Вот забавная история, известная еще со времен Реза-шаха — отца последнего шаха. Однажды, проверяя готовность войск, Реза-шах указал на ружье одного из солдат и спросил: “Что это у тебя в руке?” “Ружье”, — ответил солдат. Реза-шах очень рассердился. “Акбар, — сказал он, — это не ружье. Это твой намус. Это твоя мать, твоя жена, дочь. Ты должен беречь и защищать свой намус”. Потом Реза-шах прошел дальше вдоль строя и остановился около Ахмеда — турка из северного Ирана (иранцы любят рассказывать анекдоты про своих турок). Указав на ружье Ахмеда, шах спросил: “Что это?” “Это намус Акбара, — ответил Ахмед. — Это его жена, мать и дочь”.

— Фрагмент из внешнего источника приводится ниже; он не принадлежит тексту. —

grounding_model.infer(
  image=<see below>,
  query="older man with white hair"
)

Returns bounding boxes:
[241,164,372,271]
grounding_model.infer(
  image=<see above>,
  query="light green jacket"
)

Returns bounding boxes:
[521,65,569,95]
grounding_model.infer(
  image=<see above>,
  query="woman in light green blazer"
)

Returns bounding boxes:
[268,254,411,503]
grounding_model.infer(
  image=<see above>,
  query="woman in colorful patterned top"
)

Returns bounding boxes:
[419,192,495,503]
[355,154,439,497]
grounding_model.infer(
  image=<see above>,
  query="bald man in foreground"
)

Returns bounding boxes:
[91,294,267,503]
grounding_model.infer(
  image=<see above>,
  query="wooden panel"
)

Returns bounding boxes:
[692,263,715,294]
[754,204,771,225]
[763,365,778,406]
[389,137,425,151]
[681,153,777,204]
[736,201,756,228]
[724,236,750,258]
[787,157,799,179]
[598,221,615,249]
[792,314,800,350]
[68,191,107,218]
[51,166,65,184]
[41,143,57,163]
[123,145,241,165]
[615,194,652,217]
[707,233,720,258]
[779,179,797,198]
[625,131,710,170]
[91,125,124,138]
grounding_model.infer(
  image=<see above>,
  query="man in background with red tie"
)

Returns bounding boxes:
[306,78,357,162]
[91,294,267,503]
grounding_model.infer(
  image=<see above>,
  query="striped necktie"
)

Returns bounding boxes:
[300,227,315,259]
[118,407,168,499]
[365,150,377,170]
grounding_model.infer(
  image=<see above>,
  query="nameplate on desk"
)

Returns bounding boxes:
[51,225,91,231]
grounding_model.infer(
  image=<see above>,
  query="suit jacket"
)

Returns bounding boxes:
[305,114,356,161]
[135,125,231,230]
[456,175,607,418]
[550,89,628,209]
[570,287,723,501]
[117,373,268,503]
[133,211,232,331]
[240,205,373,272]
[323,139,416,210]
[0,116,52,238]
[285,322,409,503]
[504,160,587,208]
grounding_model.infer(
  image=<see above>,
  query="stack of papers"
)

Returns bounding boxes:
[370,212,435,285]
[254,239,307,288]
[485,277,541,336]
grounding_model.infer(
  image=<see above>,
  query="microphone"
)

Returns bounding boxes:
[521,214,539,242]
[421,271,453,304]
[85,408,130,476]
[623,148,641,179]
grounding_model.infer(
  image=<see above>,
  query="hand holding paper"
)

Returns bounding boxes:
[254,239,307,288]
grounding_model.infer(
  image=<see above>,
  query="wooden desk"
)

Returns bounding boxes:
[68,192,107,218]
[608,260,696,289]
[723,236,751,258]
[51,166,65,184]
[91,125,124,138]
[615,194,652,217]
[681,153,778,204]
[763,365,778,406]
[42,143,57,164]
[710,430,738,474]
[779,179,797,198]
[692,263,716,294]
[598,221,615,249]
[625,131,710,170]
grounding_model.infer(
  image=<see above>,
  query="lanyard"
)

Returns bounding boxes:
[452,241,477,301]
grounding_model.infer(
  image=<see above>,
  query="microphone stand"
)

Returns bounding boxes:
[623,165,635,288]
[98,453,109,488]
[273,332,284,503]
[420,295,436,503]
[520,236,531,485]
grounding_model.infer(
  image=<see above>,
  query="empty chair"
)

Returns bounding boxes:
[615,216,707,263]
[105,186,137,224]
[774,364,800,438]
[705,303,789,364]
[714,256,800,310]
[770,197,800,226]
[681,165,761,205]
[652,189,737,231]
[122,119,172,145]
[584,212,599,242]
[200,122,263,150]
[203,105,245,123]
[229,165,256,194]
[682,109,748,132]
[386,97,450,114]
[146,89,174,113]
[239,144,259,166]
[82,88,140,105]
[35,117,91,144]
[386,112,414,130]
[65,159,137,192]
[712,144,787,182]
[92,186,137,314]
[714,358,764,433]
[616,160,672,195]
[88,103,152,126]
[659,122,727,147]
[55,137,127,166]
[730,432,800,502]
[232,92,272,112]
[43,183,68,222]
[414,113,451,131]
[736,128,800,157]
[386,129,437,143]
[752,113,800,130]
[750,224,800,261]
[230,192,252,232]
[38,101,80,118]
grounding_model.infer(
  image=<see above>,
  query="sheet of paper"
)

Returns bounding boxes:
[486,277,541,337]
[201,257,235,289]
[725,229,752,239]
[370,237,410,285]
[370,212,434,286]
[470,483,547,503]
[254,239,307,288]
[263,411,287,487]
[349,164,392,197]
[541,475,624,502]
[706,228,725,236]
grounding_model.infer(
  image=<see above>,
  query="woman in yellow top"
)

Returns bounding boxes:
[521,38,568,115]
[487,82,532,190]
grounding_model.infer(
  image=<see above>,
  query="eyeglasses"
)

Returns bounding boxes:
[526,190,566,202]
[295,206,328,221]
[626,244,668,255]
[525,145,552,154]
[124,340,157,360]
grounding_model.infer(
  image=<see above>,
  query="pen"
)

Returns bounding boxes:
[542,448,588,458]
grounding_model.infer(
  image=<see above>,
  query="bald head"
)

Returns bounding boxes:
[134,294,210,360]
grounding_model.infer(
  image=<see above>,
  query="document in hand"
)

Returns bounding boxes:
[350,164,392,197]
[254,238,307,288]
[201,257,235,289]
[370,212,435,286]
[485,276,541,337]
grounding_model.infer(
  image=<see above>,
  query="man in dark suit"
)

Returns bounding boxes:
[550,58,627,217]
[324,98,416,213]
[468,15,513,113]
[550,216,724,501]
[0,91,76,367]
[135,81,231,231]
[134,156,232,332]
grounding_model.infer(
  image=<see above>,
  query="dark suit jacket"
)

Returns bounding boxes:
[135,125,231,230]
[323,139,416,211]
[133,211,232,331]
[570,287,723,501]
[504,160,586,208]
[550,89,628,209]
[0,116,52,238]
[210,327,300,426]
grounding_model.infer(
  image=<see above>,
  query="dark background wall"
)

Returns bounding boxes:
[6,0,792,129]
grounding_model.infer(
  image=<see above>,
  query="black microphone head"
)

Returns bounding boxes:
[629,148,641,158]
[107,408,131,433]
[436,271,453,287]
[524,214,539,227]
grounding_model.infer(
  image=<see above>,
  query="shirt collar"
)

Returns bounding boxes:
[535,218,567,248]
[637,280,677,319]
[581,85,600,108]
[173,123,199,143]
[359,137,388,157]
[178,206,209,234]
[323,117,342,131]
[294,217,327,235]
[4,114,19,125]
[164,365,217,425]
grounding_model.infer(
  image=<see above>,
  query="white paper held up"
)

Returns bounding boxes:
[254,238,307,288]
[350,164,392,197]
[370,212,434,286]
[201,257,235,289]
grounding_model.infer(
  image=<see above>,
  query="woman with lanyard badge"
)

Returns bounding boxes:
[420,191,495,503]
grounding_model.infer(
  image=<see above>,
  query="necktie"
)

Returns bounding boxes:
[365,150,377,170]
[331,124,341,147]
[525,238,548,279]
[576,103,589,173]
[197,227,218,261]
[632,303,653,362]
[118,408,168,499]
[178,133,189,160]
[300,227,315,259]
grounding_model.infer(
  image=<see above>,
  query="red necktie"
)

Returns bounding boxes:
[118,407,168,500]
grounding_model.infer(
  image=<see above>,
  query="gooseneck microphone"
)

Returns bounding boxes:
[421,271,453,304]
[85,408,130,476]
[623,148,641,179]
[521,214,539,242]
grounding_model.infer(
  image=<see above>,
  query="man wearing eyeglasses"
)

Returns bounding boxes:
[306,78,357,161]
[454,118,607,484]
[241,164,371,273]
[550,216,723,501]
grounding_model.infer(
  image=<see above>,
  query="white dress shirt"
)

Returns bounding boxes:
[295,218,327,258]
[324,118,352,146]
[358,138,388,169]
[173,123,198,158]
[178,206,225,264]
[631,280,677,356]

Когда, отслужив басиджи, Араш был призван в армию и прошел двухмесячную подготовку, его отобрали для службы в особом десантно-диверсионном полку. Он должен был самостоятельно добраться до линии поддержки, в двенадцати милях от передовой. Не успев к ночи подняться на вершину холма, где находилось указанное ему “место сбора”, он уснул под открытым небом и проспал чуть не до полудня. Проснувшись, он начал карабкаться дальше, но в этот момент снаряд выбил скалу у него из-под ног, и ударная волна отбросила его метров на десять. На следующий день он очнулся в полевом госпитале. К его руке тянулись трубки от нескольких капельниц, вся левая сторона тела отнялась.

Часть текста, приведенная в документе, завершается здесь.